Designing a URL shortener (TinyURL)
The classic warm-up done properly — requirements, the read-heavy estimate that forces caching, and the real design question of how to generate short unique IDs.
The problem
Design a URL shortener (TinyURL, bit.ly): take a long URL, return a short code, and redirect anyone who visits the short link to the original. It’s the canonical opener — small enough to finish, rich enough to show estimation, ID generation, caching, and scale.
Step 1 — Requirements
Functional: create a short URL for a long one; redirect a short URL to its target; optionally custom aliases, expiry, and click analytics.
Non-functional: extremely read-heavy (redirects ≫ creations), low-latency redirects, high availability (a dead shortener breaks every link), unique & short codes, and effectively permanent storage.
Scope cut: core = create + redirect; treat analytics and custom aliases as optional.
Step 2 — Estimate (it drives everything)
- Say 100M creates/day → ~1,150 writes/sec average, a few k peak.
- ~100:1 read:write → ~100k redirects/sec. → redirects must come from cache, never the DB on the hot path.
- ~500 B/record × 100M/day × 5 years ≈ tens of TB → partition the store.
- Code length: base62 (
a–zA–Z0–9); 62⁷ ≈ 3.5 trillion codes — 7 chars is plenty. (62⁶ ≈ 56B if you want shorter.)
Step 3 — API and data model
POST /shorten { long_url, [custom_alias], [ttl] } → { short_url }
GET /{code} → 301/302 redirect to long_url
Mapping: code (PK), long_url, created_at, owner, expires_at
301 (permanent) caches in browsers and saves a hop but loses click tracking; 302 (temporary) lets you count clicks.
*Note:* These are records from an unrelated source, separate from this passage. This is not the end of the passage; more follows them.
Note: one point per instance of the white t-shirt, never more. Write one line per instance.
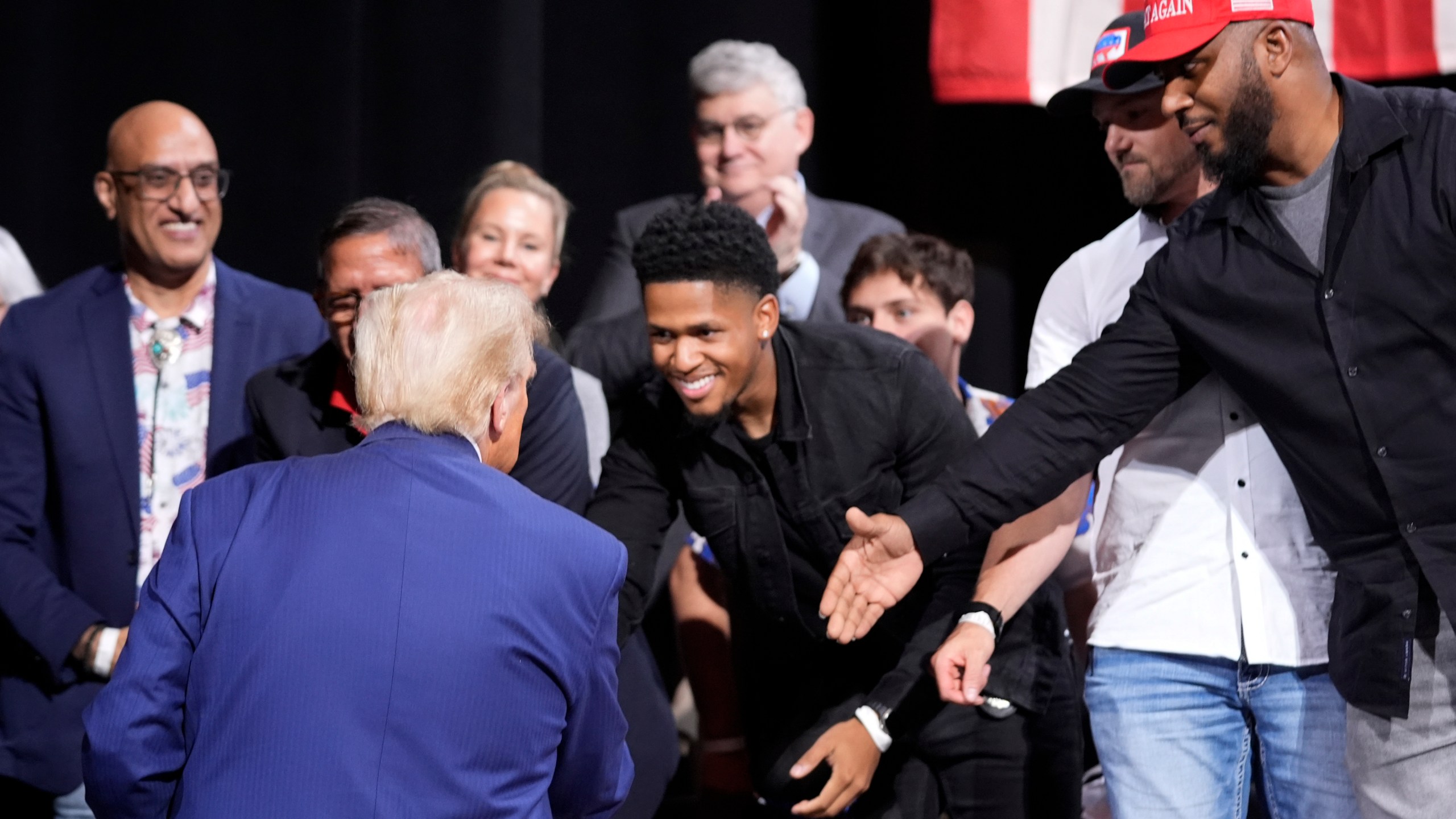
(1202, 545)
(16, 279)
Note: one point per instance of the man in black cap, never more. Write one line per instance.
(1180, 618)
(1317, 283)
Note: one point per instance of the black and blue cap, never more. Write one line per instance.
(1120, 37)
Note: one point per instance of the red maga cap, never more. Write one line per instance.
(1178, 27)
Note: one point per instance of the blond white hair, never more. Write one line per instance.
(731, 66)
(436, 353)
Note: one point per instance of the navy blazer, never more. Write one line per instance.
(69, 484)
(396, 630)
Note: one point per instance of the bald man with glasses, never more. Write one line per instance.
(118, 391)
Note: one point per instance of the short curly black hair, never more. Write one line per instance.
(706, 242)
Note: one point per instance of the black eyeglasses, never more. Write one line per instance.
(749, 129)
(160, 184)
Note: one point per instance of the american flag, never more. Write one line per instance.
(1028, 50)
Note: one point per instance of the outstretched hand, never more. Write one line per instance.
(961, 665)
(852, 758)
(877, 570)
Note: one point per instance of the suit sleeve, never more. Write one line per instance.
(635, 504)
(44, 613)
(935, 432)
(264, 445)
(935, 428)
(554, 460)
(134, 744)
(593, 766)
(1060, 431)
(615, 292)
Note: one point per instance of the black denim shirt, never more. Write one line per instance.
(861, 420)
(1351, 369)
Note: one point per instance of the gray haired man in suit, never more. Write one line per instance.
(752, 127)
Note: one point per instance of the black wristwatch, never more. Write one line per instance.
(992, 613)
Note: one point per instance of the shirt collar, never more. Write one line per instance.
(1149, 229)
(197, 314)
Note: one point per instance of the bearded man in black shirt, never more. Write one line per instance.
(1318, 283)
(766, 435)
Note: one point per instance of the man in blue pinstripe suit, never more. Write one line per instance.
(398, 630)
State the trade.
Step 4 — The real design question: generating the code
The interesting part. Options:
- Hash the URL (e.g. base62 of MD5, take 7 chars) — simple, but collisions need detection/retry, and identical URLs collapse to one code (sometimes fine).
- Counter + base62 encoding — a global auto-increment encoded to base62 guarantees unique, short, no-collision codes. But a single counter is a bottleneck/SPOF → hand out ranges of IDs to each app server (each gets a block of 1,000 and encodes locally), or use a dedicated ID generator.
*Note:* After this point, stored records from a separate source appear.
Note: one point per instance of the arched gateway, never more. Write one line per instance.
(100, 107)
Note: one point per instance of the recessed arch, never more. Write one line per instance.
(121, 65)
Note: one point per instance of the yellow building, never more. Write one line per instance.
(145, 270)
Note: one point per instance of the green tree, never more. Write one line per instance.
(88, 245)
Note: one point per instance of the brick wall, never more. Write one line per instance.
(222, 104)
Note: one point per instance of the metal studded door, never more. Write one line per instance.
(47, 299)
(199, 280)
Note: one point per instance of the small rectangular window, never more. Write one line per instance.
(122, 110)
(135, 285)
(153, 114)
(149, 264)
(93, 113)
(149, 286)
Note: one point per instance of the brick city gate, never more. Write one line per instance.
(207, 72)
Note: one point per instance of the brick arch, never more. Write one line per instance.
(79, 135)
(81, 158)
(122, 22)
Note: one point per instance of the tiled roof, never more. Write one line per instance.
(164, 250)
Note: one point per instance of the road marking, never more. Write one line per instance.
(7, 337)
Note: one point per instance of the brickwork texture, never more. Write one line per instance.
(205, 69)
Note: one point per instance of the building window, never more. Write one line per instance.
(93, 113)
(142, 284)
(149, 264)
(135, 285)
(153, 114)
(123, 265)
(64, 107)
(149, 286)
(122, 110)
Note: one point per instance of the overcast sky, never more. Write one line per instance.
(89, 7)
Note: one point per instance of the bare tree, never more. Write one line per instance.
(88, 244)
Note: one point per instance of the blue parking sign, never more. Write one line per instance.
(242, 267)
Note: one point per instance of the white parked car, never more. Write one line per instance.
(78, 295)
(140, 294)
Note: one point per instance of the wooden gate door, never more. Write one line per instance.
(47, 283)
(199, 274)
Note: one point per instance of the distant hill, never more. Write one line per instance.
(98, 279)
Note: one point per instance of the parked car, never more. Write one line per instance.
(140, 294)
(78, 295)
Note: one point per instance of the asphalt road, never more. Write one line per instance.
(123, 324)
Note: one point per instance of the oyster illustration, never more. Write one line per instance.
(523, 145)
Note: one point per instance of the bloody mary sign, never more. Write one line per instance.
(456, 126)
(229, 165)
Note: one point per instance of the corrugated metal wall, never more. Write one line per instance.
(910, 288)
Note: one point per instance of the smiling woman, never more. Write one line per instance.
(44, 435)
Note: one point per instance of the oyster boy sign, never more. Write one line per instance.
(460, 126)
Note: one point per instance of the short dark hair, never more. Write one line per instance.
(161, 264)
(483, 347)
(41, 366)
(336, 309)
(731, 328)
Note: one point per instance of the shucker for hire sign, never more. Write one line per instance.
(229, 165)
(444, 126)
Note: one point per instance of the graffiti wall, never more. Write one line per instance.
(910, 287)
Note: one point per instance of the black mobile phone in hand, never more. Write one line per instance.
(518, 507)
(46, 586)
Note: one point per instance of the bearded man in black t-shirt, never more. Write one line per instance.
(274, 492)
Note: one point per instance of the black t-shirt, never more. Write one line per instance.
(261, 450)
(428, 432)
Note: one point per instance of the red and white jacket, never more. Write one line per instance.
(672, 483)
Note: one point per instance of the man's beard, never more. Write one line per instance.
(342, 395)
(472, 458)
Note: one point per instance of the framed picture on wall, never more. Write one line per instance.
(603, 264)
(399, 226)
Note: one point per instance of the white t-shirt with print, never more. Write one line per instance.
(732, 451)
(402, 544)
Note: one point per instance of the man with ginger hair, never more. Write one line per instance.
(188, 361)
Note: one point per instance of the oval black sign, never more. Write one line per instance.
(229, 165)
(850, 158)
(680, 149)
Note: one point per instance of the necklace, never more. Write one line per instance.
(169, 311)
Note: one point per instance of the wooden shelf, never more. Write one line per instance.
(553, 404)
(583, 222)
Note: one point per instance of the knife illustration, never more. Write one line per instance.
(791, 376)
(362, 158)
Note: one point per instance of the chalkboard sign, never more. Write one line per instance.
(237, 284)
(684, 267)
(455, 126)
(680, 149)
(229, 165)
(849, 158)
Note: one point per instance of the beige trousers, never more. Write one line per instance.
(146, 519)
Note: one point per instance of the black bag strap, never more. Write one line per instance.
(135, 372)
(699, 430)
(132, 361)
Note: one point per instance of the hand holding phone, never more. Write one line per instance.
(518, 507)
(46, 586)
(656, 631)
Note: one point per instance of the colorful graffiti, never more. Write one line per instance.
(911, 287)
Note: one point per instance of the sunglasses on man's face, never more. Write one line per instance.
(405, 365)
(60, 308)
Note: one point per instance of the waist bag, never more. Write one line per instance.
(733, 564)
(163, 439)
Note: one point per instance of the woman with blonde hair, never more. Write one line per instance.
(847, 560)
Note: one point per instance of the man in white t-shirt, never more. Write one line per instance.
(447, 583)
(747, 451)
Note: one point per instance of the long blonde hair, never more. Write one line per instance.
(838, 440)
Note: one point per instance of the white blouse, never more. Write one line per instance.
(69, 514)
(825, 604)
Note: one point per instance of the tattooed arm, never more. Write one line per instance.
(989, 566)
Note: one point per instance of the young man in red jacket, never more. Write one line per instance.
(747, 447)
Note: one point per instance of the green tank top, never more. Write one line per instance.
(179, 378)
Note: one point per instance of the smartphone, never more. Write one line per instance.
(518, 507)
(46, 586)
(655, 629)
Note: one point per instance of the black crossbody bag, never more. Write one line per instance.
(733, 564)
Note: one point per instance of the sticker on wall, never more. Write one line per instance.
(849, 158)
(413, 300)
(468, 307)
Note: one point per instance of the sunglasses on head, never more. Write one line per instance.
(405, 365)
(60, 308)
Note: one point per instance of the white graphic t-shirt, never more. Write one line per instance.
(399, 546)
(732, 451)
- Pre-generated keys (KGS) — a key-generation service pre-computes random unused codes into a DB; servers pull batches. No collisions, no hot counter.
- Snowflake-style IDs — distributed unique IDs (timestamp + machine + seq), base62-encoded; longer codes.
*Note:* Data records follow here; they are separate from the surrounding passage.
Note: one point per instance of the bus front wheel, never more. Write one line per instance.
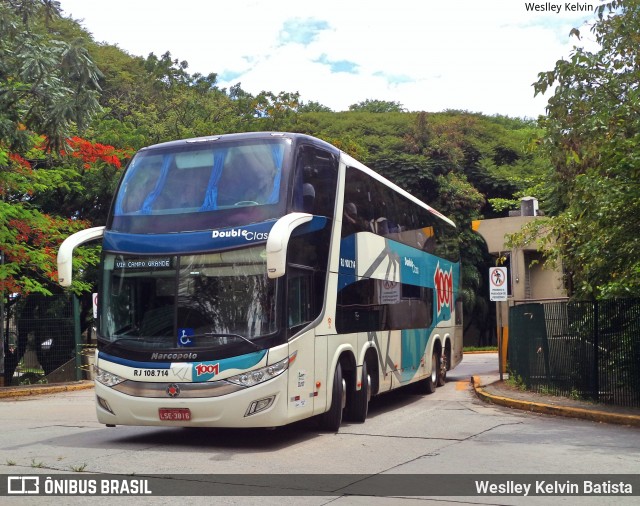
(332, 419)
(359, 405)
(428, 385)
(443, 360)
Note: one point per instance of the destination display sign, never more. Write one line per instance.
(144, 263)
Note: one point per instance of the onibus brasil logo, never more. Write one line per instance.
(443, 281)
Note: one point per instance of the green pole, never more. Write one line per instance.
(77, 336)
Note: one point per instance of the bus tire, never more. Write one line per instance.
(332, 419)
(359, 407)
(443, 361)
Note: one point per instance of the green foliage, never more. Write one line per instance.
(47, 85)
(456, 161)
(593, 142)
(377, 106)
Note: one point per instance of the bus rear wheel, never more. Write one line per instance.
(443, 361)
(332, 419)
(358, 407)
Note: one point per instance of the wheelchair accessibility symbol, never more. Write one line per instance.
(185, 337)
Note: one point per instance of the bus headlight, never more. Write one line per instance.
(108, 379)
(251, 378)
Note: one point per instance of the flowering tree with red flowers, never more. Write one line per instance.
(45, 197)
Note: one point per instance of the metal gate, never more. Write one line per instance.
(588, 350)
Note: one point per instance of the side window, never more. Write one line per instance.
(357, 213)
(299, 297)
(315, 181)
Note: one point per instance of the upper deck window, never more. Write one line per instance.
(197, 179)
(202, 185)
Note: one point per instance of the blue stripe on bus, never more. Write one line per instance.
(196, 242)
(239, 362)
(133, 363)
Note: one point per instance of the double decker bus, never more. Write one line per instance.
(258, 279)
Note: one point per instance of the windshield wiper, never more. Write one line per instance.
(120, 339)
(222, 334)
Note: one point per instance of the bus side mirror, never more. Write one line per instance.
(279, 240)
(65, 253)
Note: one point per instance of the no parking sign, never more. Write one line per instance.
(498, 284)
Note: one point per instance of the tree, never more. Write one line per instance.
(48, 92)
(377, 106)
(47, 85)
(593, 140)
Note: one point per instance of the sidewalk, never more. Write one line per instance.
(487, 388)
(53, 388)
(491, 389)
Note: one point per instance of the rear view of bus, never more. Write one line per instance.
(221, 288)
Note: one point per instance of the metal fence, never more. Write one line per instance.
(587, 350)
(42, 340)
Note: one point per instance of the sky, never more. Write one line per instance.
(473, 55)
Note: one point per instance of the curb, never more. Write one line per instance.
(27, 390)
(549, 409)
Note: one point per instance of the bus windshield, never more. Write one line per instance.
(186, 182)
(201, 301)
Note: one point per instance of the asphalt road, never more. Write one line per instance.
(448, 432)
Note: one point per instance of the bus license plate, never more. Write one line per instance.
(175, 414)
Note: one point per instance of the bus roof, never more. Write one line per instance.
(296, 137)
Recommend counter-with-ranges or KGS and explain the bottleneck you’re avoiding.
Step 5 — High-level design
create: client → LB → app → ID gen (range/KGS) → store mapping (sharded KV) → return code
redirect: client → LB → app → cache(code→long_url)
│ miss → KV store → populate cache → 301/302
Shard the store by code (hash/range); a cache (Redis) absorbs the 100k/sec read load; a CDN/edge can cache hot redirects too.
Step 6 — Custom aliases, expiry, analytics
- Custom alias → check uniqueness; reserve it (it’s just a chosen code).
- Expiry → store
expires_at; a background job purges, or check on read. - Analytics → emit a click event to a queue → async aggregation (don’t slow the redirect).
Trade-offs to raise
- Hashing (simple, collisions) vs counter (unique, hot) vs KGS (clean, extra service).
- 301 (cacheable, fast) vs 302 (trackable).
- Read path is cache-first — the DB is sized for writes + misses, not 100k/sec.
The interview cue
“Read-heavy ~100:1, so cache-first redirects; counter-with-ranges or a KGS for unique short codes (avoiding a hot global counter); sharded KV store; 302 if we want analytics via an async event.” Generating IDs without a bottleneck and serving redirects from cache are the two things this problem is really testing.